A list of terms and definitions

  • Source: A data source (files, databases, etc.).
  • Pack: A microprogram that analyzes a source.
  • Metrics: Results of a pack's analysis on a source. Example: completeness=0.8
  • Worker: An instance of the CLI that executes packs on data sources. Workers are deployed on-premises and are the only components with direct access to your data.
  • Routine: A recurring execution of a pack on a source, scheduled via CRON expressions.
  • Scope: The scope of a source (dataset, table, column, cell, item, etc.) to which metrics or recommendations can refer.
  • Ticket: A task to be undertaken by individuals; actions to be performed. Also referred to as "Issue".
  • Project: An organizational entity that promotes collaboration by grouping information to ensure quality assurance across a set of sources.
  • Report: A page presenting a set of information about the quality of one or more sources linked to a project. Exportable and shareable.
  • Studio: The AI-powered conversational interface for exploring, investigating, and documenting data quality. Supports multiple LLM providers and streaming responses.
  • LLM Configuration: A configuration entry defining which Large Language Model provider and model to use for Studio's AI features.

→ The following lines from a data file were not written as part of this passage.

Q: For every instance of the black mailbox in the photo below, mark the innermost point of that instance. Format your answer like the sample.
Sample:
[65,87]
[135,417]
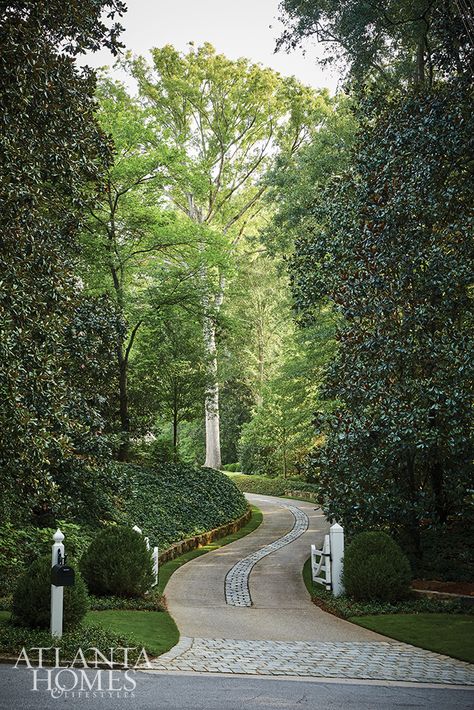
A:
[62,576]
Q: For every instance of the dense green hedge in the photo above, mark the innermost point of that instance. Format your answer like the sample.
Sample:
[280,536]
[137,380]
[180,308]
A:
[169,502]
[19,547]
[175,501]
[118,562]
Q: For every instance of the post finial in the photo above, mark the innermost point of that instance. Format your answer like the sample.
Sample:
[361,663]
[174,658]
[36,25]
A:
[58,536]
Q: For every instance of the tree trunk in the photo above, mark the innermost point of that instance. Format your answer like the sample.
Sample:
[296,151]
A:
[175,428]
[124,447]
[211,406]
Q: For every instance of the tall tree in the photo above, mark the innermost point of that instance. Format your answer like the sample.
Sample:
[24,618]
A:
[393,40]
[131,233]
[52,159]
[225,119]
[388,245]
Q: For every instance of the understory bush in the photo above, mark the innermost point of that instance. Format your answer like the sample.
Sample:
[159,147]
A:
[118,562]
[32,597]
[375,568]
[20,546]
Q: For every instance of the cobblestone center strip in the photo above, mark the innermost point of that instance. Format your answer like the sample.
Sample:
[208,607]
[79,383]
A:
[357,660]
[237,592]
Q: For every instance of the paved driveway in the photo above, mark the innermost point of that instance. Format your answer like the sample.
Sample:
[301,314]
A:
[244,609]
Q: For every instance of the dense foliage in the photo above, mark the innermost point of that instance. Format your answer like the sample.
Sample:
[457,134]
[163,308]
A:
[398,449]
[375,569]
[385,242]
[175,501]
[32,597]
[118,562]
[52,158]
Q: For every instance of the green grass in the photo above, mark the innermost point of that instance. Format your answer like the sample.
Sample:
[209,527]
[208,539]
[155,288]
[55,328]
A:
[167,569]
[153,630]
[450,634]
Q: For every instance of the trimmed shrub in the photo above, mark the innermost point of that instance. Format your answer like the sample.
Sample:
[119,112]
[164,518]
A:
[32,597]
[233,467]
[375,568]
[118,562]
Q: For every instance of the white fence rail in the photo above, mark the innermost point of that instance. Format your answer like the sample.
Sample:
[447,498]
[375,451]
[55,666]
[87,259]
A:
[154,555]
[326,564]
[321,564]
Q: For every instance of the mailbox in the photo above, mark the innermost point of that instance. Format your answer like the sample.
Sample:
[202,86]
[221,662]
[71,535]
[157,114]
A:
[62,576]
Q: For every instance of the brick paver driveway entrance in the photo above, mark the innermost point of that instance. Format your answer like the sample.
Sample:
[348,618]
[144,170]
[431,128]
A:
[244,609]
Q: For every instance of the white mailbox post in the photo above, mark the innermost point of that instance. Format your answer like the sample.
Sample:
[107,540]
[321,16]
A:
[57,593]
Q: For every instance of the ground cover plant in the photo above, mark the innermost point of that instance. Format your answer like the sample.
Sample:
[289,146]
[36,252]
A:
[265,485]
[169,502]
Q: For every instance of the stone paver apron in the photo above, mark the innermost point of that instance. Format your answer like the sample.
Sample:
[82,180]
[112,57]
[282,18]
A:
[237,592]
[363,660]
[373,660]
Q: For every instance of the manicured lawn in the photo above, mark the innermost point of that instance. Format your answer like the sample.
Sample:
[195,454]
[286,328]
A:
[167,569]
[153,630]
[451,634]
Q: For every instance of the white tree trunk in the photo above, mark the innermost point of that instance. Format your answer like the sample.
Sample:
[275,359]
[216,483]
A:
[213,442]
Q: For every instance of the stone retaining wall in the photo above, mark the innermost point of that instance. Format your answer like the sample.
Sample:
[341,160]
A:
[309,495]
[192,543]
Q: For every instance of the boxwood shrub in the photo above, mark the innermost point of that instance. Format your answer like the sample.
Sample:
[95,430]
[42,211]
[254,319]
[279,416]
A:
[32,597]
[118,562]
[375,568]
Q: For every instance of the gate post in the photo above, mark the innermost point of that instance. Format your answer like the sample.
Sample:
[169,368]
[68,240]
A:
[336,536]
[57,593]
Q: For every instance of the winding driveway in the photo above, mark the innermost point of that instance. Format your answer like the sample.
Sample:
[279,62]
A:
[244,609]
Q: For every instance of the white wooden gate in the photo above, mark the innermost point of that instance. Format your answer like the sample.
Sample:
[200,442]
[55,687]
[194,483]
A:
[326,564]
[321,564]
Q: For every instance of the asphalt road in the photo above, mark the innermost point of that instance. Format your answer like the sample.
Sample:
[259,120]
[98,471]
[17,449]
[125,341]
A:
[199,692]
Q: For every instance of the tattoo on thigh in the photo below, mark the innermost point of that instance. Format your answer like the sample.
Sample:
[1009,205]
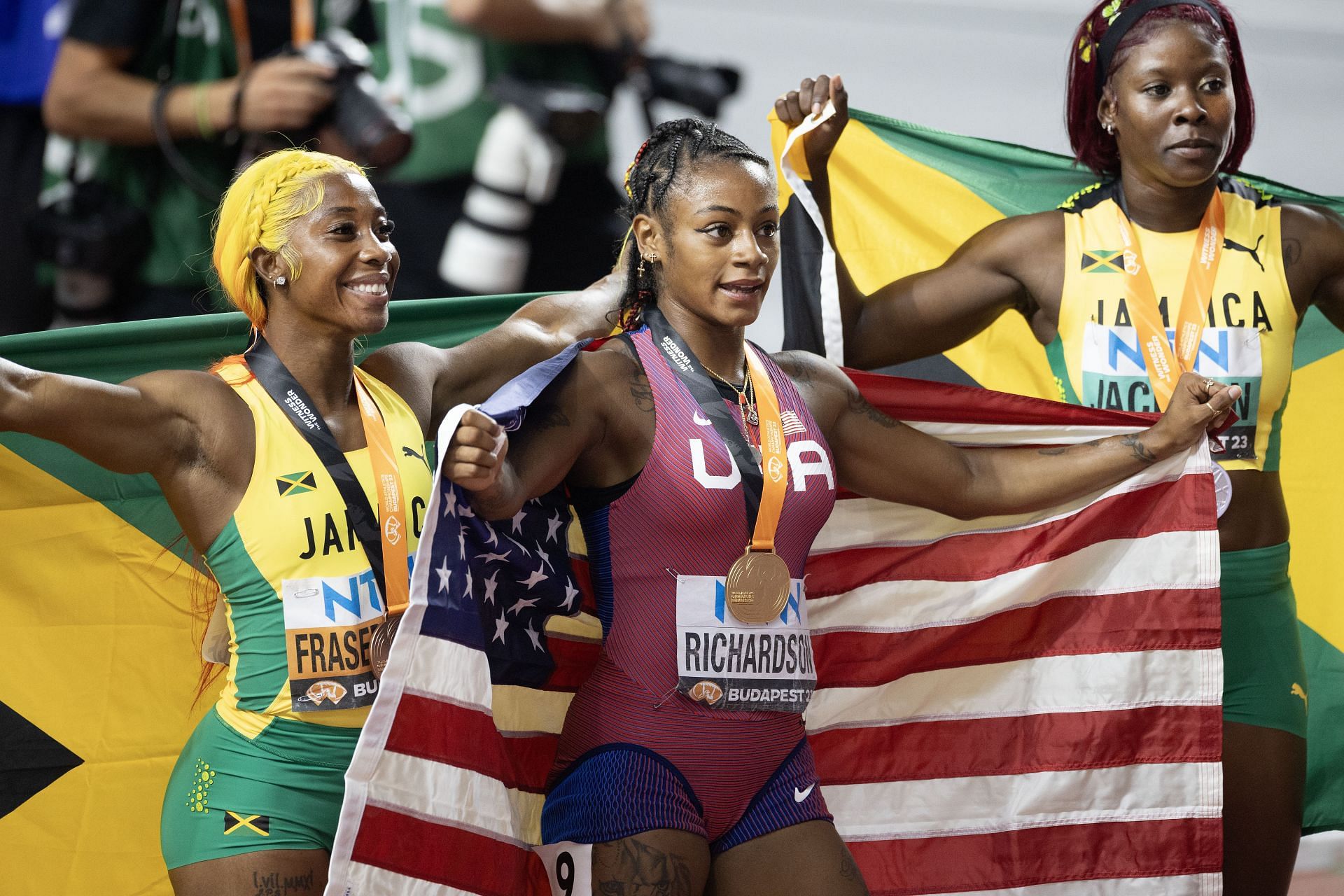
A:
[277,884]
[634,868]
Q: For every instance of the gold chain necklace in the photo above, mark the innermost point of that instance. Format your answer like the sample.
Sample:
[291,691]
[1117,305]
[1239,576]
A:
[746,397]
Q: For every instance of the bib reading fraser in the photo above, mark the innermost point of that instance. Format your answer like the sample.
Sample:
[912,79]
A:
[302,599]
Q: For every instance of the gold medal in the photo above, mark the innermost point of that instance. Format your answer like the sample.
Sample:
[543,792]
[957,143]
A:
[757,587]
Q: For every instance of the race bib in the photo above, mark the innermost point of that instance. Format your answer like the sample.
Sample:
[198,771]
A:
[727,664]
[328,625]
[569,868]
[1116,378]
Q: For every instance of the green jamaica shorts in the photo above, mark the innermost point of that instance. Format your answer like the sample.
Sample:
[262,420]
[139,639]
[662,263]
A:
[1264,679]
[230,796]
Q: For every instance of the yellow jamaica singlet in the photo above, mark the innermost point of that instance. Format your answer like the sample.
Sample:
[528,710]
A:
[300,597]
[1249,328]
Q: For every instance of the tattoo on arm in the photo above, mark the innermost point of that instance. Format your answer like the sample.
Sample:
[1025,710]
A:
[550,416]
[640,390]
[1066,449]
[1142,453]
[859,405]
[1128,441]
[1292,251]
[629,867]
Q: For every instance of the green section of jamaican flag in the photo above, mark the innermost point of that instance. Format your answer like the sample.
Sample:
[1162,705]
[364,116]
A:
[97,692]
[905,198]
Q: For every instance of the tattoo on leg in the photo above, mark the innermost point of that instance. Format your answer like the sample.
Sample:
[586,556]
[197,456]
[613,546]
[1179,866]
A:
[277,884]
[1142,453]
[629,867]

Supports OpenAI, Azure OpenAI, Anthropic, Mistral, Ollama, and generic OpenAI-compatible APIs.
  • MCP Server: A Model Context Protocol server that extends Studio's capabilities with custom external tools. MCP servers are configured per organization and communicate via JSON-RPC 2.0.
  • Alert: A notification triggered when data quality scores fall below defined thresholds. Alerts can be configured per source and silenced when needed.

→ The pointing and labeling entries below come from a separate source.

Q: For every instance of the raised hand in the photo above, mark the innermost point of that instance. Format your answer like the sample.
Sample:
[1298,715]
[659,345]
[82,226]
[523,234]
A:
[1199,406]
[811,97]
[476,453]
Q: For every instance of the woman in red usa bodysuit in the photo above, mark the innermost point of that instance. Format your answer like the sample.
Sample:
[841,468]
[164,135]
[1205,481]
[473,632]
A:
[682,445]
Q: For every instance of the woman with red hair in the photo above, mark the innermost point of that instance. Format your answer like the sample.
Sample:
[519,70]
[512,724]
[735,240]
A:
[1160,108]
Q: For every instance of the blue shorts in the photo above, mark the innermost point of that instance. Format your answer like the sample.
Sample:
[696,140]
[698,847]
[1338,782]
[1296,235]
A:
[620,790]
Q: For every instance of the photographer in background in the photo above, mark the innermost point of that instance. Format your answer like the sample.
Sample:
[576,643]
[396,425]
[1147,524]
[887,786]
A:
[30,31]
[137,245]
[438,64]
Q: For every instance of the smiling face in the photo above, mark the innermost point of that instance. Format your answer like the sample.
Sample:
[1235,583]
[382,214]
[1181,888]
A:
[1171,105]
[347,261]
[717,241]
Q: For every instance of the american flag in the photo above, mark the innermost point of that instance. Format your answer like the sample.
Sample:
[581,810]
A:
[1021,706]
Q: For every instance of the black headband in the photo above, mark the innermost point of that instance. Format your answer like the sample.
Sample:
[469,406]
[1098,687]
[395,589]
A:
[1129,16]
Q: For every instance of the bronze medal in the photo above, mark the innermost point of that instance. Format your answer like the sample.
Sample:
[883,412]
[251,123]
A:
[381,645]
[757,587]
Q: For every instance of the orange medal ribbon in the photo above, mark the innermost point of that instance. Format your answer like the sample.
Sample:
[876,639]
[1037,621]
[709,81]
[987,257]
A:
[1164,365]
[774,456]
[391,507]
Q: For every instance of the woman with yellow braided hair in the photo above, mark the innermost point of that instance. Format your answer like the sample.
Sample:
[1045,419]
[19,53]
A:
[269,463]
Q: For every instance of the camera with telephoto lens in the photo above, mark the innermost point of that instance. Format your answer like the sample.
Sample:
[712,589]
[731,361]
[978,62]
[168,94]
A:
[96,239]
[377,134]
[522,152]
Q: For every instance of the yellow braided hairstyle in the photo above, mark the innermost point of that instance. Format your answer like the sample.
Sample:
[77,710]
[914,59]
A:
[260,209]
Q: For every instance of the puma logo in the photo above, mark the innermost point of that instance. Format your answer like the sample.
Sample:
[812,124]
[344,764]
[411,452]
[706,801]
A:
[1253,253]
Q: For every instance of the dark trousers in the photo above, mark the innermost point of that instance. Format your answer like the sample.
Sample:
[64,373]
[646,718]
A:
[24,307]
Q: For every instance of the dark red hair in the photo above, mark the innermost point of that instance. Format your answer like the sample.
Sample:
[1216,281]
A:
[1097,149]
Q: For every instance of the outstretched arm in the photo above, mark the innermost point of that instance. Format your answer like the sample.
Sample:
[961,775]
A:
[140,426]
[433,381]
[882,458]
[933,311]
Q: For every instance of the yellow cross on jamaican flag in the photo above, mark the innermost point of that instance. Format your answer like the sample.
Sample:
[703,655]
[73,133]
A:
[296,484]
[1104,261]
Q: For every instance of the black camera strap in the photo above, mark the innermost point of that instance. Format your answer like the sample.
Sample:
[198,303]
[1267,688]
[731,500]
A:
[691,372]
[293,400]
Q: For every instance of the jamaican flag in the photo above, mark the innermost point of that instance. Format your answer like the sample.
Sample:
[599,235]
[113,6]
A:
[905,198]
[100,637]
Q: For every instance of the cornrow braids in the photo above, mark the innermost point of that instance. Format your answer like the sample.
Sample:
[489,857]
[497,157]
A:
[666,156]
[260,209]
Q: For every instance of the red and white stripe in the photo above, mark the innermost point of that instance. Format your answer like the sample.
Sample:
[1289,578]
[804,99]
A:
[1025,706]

  • Certification: A workflow for formally certifying the quality status of data sources based on defined criteria and quality metrics.
  • Curation Plan: A structured plan to federate teams around data quality challenges, defining actions and responsibilities for improving data quality.
  • Domain: The business domain associated with a data source (e.g., Finance, Marketing, Healthcare). Used for governance and catalog organization.
  • Data Owner: The person or team responsible for the quality and governance of a data source.
  • Habilitation: Granular permissions assigned to users on specific data sources, controlling access levels within the platform.
  • Recommendation: A suggestion produced by a pack to improve the quality of a data source. Recommendations are attached to specific scopes.